A structured set of objections, weighed in public.

Desk editor's note, referee report, simulated authors' rebuttal, and a circularity audit. Tearing a paper down is the easy half of reading it; the pith above is the substance, this is the friction.

Referee Report

3 major / 2 minor

Summary. The paper claims that instruction-following audio language models for speech emotion recognition can be probed for grounded cue use by appending six eGeMAPS-derived acoustic concept tokens (energy, pitch, dynamics, brightness, formants, voice quality) to the textual prompt while leaving the raw audio input unchanged.
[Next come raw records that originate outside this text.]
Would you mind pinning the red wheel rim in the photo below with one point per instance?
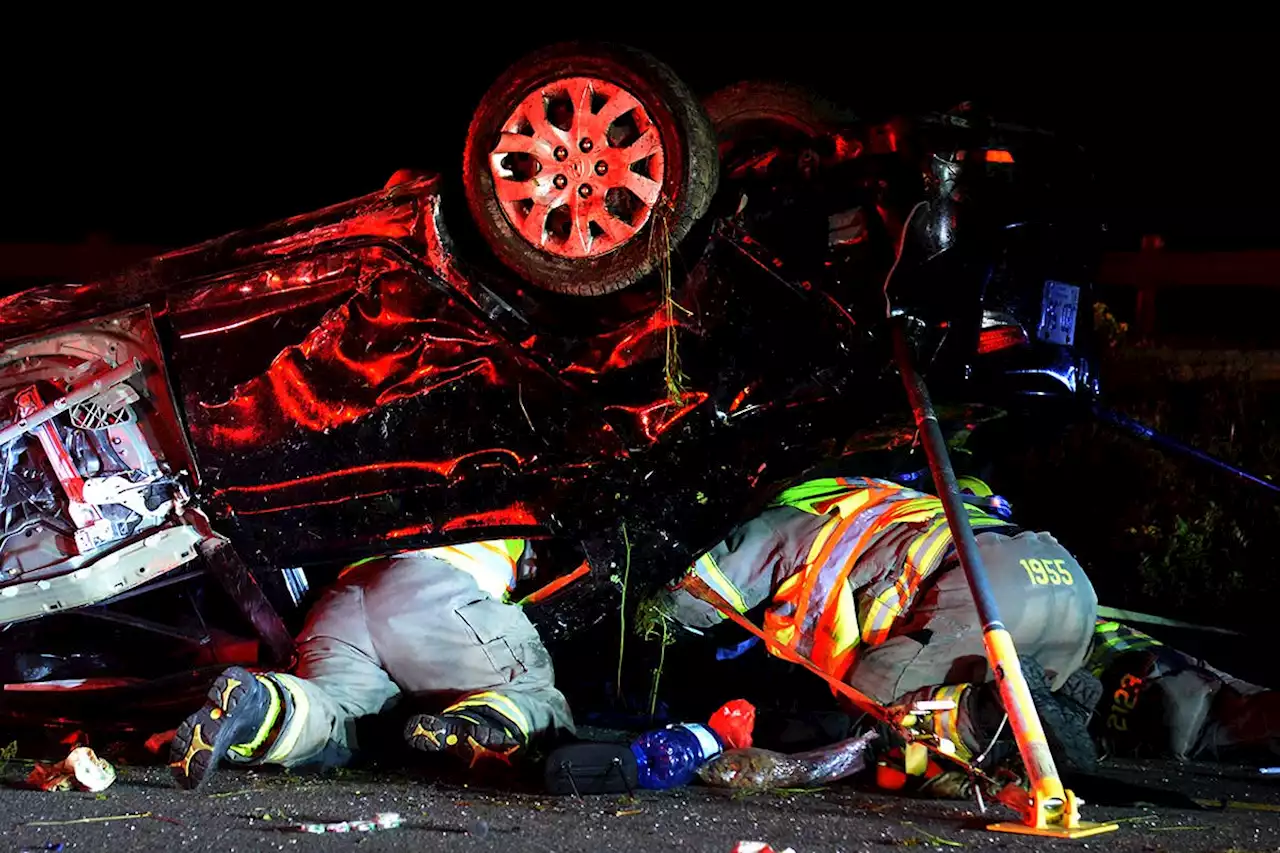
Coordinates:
(577, 167)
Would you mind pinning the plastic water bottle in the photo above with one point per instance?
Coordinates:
(671, 757)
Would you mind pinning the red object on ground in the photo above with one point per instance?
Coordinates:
(734, 723)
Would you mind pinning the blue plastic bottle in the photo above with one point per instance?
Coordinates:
(671, 757)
On FAU-Aibo and IEMOCAP, aligned tokens raise unweighted average recall relative to shuffled, conflicting, or corrupted tokens; perturbations shift confusions toward neutral but do not cause collapse, which the authors interpret as evidence that models remain partly anchored to the audio signal while remaining sensitive to the symbolic cue channel.

Significance. If the central empirical pattern survives controls that isolate text-internal consistency from audio integration, the work supplies a lightweight, token-only intervention technique for testing cue alignment, robustness, and interpretability in ALM-based affective computing. The approach is directly applicable to existing instruction-tuned models and does not require new architectures or training.

major comments (3)
  1. [Abstract / §3] Abstract and §3 (experimental setup): all reported interventions alter only the textual prompt while the audio waveform remains identical. No text-only baseline, audio-only baseline, or attention-map analysis is described that would distinguish whether UAR changes arise from audio-grounded cue integration or from internal textual consistency/conflict alone. This distinction is load-bearing for the claim that the models are 'partly anchored to the audio signal.'
  2. [§4] §4 (results): the abstract states that 'predictions do not collapse under strong token perturbations,' yet no quantitative measure of the residual audio contribution (e.g., performance gap between audio+aligned-text vs. text-only or audio-only) is supplied. Without such a decomposition, the non-collapse observation cannot be unambiguously attributed to audio anchoring rather than model robustness to prompt noise.
  3. [§3.1] §3.1 (token construction): the selection of exactly six eGeMAPS-derived concepts is presented without ablation or justification against alternative feature groupings. Because the free parameter 'selection of six acoustic concepts' directly determines the token set, the reported performance differences are not parameter-free and the robustness claim is tied to this particular choice.
minor comments (2)
  1. [§3] The manuscript should report the exact prompt templates, the precise mapping from eGeMAPS features to token strings, and the statistical test used for UAR differences (including confidence intervals or p-values).
  2. [Figures] Figure captions and axis labels should explicitly state whether error bars represent standard deviation across seeds, folds, or runs.

Simulated Author's Rebuttal

3 responses · 0 unresolved

We thank the referee for the constructive feedback. The comments highlight important aspects of our experimental design regarding the isolation of audio grounding effects. We address each point below.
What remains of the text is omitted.